Post date: Jul 08, 2020 1:11:16 PM
BEAST
software that outputs time-calibrated phylogenies
We do not know at the moment if what kind of data the software can accept: we only have the variable sites (ex: 010011001 per individual where 1s indicate the presence of the mutation) - maybe the software is designed for full sequence in which case we will need to add a bunch of 0s.
One first task for me is to define: what data format does BEAST acccept? TASK 1
The model we choose will depend on the kind of data it is taking.
There are two major kinds of models: relaxed versus fixed molecular clock. Fixed assumes constant mutation rate on the whole tree during the whole time. Relaxed allow variations in the mutation rate over time/branches.
We can add constrains (maximum age for example) to increase accuracy.
We do not care about indels because the time scale (approx 20 000 years is too short). We do not care about possible reticulations because there is no recombination event (clonal reproduction).

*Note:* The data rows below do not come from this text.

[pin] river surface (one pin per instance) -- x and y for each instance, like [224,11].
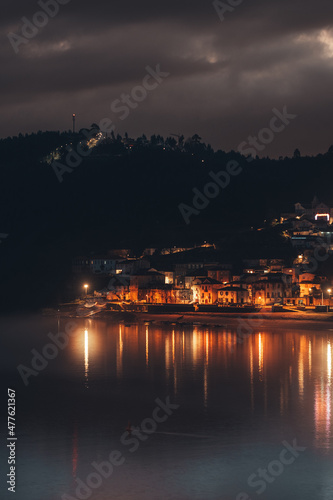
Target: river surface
[215,415]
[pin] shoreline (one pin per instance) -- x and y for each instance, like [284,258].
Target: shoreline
[260,319]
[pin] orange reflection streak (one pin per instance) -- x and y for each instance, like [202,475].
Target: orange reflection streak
[195,345]
[260,357]
[173,347]
[86,356]
[120,350]
[147,346]
[251,376]
[300,376]
[167,353]
[75,453]
[329,363]
[323,402]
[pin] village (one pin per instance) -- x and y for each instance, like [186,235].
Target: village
[195,278]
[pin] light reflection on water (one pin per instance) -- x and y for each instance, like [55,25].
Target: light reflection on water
[248,396]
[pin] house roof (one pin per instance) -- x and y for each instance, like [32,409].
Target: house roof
[208,281]
[232,289]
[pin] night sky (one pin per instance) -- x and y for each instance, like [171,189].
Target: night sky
[225,77]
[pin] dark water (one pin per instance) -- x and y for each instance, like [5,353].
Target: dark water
[236,406]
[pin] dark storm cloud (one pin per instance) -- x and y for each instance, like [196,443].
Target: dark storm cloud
[225,77]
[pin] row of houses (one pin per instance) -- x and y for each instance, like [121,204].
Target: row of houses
[154,286]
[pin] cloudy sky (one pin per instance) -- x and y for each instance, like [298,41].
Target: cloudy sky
[225,76]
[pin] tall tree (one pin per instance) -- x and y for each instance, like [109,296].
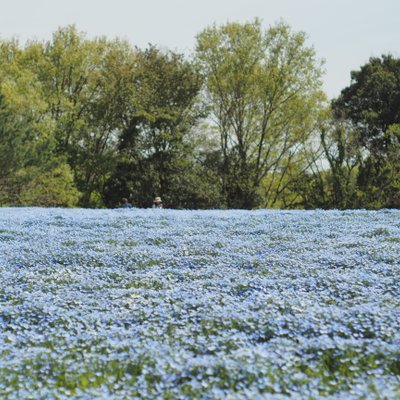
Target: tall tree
[264,93]
[372,105]
[156,144]
[86,84]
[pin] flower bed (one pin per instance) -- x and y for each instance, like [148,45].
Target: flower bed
[165,304]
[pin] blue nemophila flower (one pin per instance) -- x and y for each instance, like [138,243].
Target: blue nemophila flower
[199,304]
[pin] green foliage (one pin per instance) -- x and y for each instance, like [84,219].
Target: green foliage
[371,105]
[243,125]
[155,146]
[263,90]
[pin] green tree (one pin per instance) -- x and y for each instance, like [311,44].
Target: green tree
[372,105]
[264,94]
[87,86]
[155,146]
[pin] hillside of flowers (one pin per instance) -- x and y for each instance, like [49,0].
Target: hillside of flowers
[168,304]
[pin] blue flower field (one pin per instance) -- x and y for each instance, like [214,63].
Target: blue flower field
[168,304]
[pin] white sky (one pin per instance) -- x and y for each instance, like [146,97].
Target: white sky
[346,33]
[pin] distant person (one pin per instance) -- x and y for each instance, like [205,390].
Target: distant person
[125,203]
[157,202]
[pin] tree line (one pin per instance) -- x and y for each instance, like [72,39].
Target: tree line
[241,123]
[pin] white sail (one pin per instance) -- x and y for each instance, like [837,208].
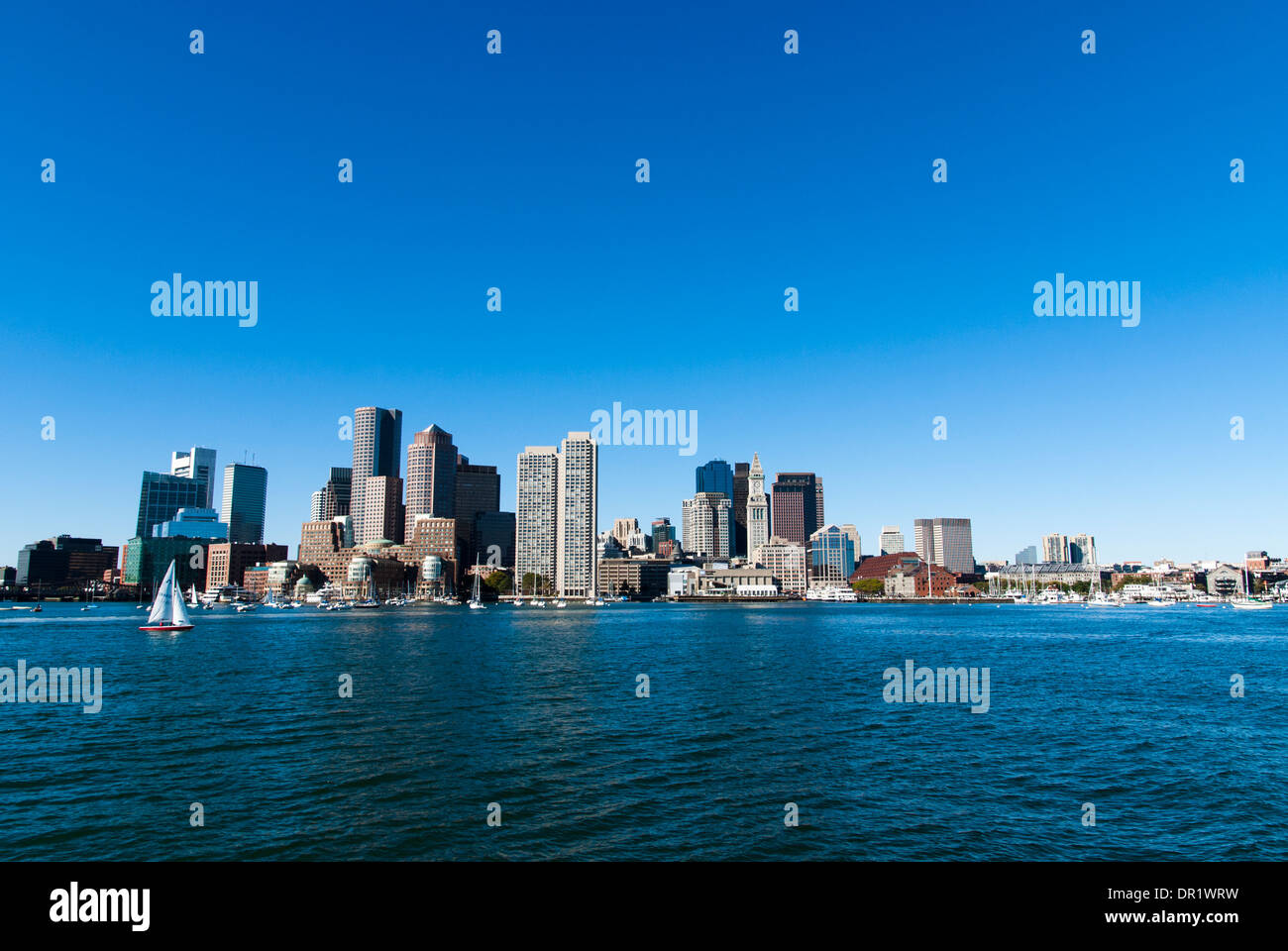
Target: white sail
[178,611]
[160,612]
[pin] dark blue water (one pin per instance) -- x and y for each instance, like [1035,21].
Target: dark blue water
[751,707]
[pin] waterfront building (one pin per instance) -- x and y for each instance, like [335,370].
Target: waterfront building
[704,525]
[432,461]
[785,561]
[1047,573]
[635,578]
[1082,549]
[578,513]
[478,492]
[832,553]
[716,476]
[1055,548]
[923,581]
[192,523]
[536,514]
[162,495]
[493,539]
[333,499]
[245,502]
[623,528]
[892,540]
[63,561]
[320,538]
[382,509]
[758,506]
[227,561]
[947,543]
[1026,556]
[376,451]
[1225,581]
[739,582]
[149,558]
[197,464]
[797,506]
[741,493]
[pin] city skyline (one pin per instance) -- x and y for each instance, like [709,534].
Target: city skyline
[395,504]
[906,286]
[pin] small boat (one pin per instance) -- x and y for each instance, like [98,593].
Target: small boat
[167,613]
[1250,604]
[477,596]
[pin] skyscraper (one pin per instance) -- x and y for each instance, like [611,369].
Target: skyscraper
[945,541]
[1055,548]
[758,508]
[833,551]
[741,476]
[797,506]
[376,450]
[576,561]
[161,496]
[335,493]
[1026,556]
[382,509]
[197,464]
[432,478]
[704,527]
[664,538]
[245,501]
[716,476]
[536,514]
[478,496]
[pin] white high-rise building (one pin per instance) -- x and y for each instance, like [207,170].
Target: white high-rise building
[536,515]
[758,506]
[892,539]
[196,463]
[945,541]
[623,528]
[1082,549]
[786,562]
[1055,548]
[706,519]
[576,564]
[376,451]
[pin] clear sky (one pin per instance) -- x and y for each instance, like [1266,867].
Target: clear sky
[767,170]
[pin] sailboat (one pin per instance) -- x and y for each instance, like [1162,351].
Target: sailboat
[476,598]
[167,611]
[1247,602]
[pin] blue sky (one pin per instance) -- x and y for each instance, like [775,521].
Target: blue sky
[768,170]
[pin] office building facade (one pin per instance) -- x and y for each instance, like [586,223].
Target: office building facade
[245,502]
[578,512]
[197,464]
[947,543]
[536,515]
[376,451]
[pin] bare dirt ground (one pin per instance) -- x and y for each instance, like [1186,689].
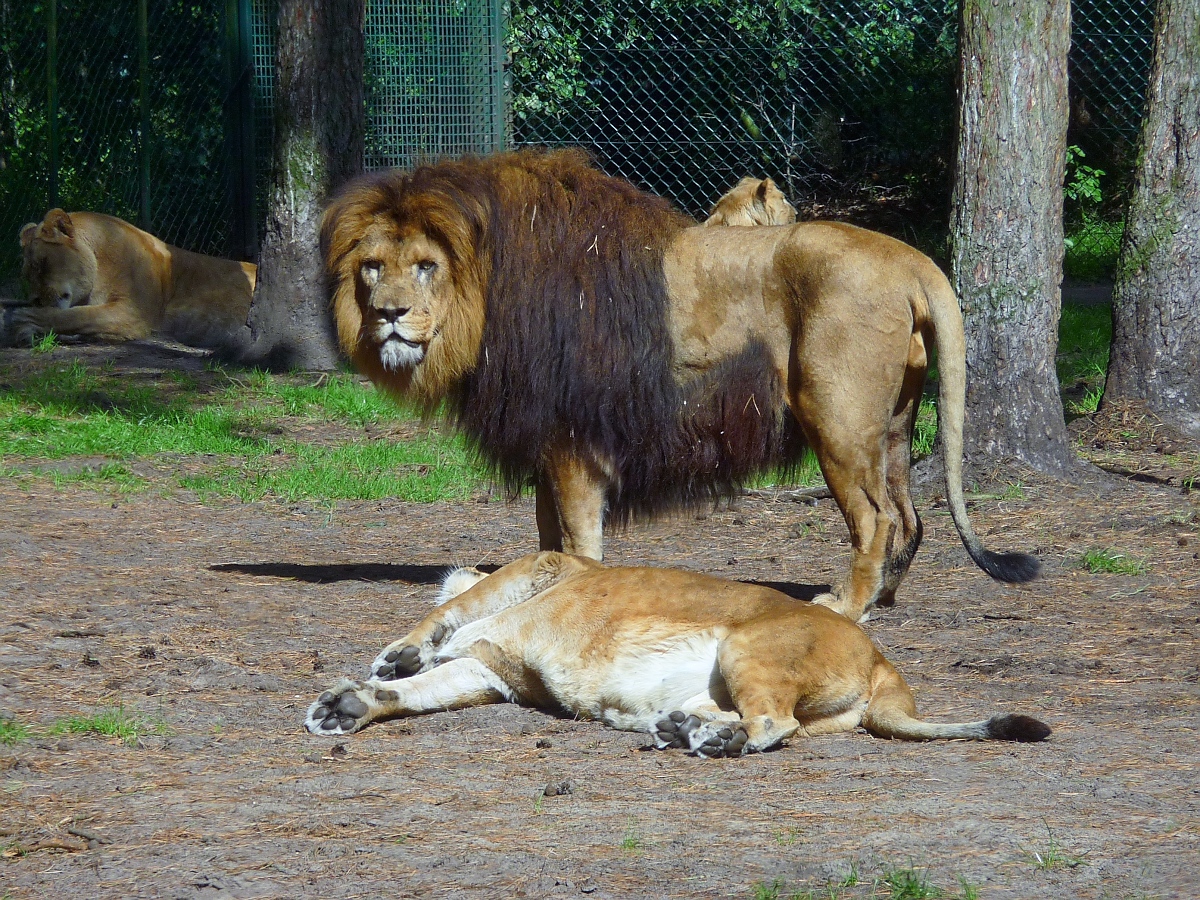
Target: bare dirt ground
[222,621]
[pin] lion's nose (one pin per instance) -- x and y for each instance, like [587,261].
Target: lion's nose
[391,313]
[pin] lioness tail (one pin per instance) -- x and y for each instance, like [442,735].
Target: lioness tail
[943,309]
[892,713]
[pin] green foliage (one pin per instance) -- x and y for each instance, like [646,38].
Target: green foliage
[1111,562]
[1092,243]
[231,432]
[1083,181]
[1085,334]
[109,723]
[46,343]
[12,732]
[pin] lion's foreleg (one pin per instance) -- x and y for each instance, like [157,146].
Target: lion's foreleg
[570,504]
[349,706]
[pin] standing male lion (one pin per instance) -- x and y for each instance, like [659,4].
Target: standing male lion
[588,336]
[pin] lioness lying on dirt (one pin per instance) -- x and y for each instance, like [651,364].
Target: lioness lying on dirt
[714,666]
[99,277]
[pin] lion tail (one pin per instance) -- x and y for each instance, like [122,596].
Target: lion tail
[892,713]
[943,307]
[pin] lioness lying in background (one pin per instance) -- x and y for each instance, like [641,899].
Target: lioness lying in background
[753,202]
[714,666]
[99,277]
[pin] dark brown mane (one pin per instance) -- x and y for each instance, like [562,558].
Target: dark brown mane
[576,347]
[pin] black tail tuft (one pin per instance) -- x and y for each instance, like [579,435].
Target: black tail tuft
[1012,568]
[1017,727]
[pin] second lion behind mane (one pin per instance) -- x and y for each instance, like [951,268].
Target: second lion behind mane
[589,337]
[561,334]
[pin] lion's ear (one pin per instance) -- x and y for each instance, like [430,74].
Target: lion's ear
[58,223]
[760,195]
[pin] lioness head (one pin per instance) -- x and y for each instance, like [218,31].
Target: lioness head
[753,202]
[407,297]
[59,269]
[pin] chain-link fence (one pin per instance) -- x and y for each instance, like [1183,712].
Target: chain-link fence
[115,107]
[687,96]
[833,99]
[1110,57]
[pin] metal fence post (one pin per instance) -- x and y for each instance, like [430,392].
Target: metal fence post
[52,96]
[144,112]
[239,115]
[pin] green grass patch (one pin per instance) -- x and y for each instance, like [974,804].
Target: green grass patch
[109,723]
[227,432]
[12,732]
[1110,562]
[46,343]
[1084,336]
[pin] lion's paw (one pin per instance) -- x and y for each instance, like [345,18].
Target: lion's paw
[717,739]
[707,739]
[397,663]
[342,709]
[675,730]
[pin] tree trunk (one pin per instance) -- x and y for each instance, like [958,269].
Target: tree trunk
[1006,227]
[1156,300]
[318,145]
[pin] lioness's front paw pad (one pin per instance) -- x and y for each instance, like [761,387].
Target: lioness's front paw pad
[715,739]
[397,664]
[340,711]
[675,730]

A second task is: download and learn about the software, and try some examples. TASK 2
The output of BEAST is a time-calibrated phylogeny - we will have a mutation accumulation per branch length but we need to know the number of total sites (effective sites) to be able to scale this rate so that it is "rate of mutation per base". We need to find the number of effective sites.
We need to understand that we do not have 100% confidence in the sites we read: there can be sites where there are only 2 reads so we are actually not sure we read it.
We can use two approaches for this:
1 - hard thresholding: choose a threshold and keep only the sites that have more than 20 reads for example.
2 - take into account the uncertainty in the data and use ANGSD to calculate an index that will give us the number of effective sites as part of the output. This technique is based on the bam files and use the GL (incorporates uncertainty).
TASK 3 - learn about ANGSD and make the calculations for Pando to obtain the number of effective sites.
Finally we can also think the tree in terms of time/lineage diversification. We can see the reproduction of ramets as speciation event (a branch occurs). Speciation event = birth of a ramet/ extinction event = death of a ramet. It uses the tree we obtain from BEAST as an input and find the rate of diversification (?). I am not sure to totally understand this last point. TASK 4 - read the paper on diversification Zach sent me.